I am using tf-trt for inference (as it is more or less the only available performance option without writing plugins). My code has the following segment:
with tf.gfile.GFile('./ssd_mobilenet_v1_coco_trt.pb', 'rb') as pf: trt_graph.ParseFromString(pf.read()) print("#3", time.time()) input_names = ['image_tensor'] output_names = ['detection_boxes', 'detection_classes', 'detection_scores', 'num_detections']

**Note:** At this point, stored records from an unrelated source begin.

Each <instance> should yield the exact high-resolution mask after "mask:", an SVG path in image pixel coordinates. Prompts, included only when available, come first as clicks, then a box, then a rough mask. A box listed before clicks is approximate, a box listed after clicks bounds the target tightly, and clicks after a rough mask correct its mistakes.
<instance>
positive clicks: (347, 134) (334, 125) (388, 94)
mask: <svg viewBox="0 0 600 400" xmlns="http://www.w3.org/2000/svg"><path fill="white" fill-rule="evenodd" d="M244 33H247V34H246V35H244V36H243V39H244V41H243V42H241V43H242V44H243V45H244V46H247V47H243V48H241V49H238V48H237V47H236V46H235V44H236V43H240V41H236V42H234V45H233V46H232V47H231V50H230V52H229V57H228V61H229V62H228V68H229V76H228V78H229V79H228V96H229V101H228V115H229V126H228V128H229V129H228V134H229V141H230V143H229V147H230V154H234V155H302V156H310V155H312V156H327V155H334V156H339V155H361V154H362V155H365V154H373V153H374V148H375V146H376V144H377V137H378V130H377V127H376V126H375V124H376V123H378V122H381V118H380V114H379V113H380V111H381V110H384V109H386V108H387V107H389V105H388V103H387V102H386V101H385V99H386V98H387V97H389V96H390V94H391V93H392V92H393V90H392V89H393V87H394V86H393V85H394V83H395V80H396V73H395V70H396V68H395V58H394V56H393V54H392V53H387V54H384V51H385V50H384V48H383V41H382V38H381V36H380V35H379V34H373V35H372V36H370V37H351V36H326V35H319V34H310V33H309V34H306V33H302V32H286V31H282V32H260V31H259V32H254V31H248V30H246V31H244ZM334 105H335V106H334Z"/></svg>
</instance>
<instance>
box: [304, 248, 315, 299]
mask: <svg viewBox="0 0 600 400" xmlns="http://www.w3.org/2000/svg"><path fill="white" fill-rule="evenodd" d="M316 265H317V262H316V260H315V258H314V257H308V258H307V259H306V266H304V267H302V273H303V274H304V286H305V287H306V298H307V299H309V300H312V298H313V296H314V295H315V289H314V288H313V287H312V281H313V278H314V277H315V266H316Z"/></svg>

which takes a long long time to execute. My guess is that this creates an engine. In there a way of saving and loading this engine to make loading time quicker? when using direct tensorrt, like in the /usr/src/tensorrt/samples/python/uff_ssd sample, those function are used to save and load the engine:
def save_engine(engine, engine_dest_path): buf = engine.serialize() with open(engine_dest_path, 'wb') as f: f.write(buf) def load_engine(trt_runtime, engine_path): with open(engine_path, 'rb') as f: engine_data = f.read() engine = trt_runtime.deserialize_cuda_engine(engine_data) return engine
but I can’t see how to access the underlying engine from the trt api.
currently, on my 5w nano, the parsefromstring takes about 3 minutes and later on tf.import_graph_def(trt_graph, name=’’) takes another minute or so. That is a long time…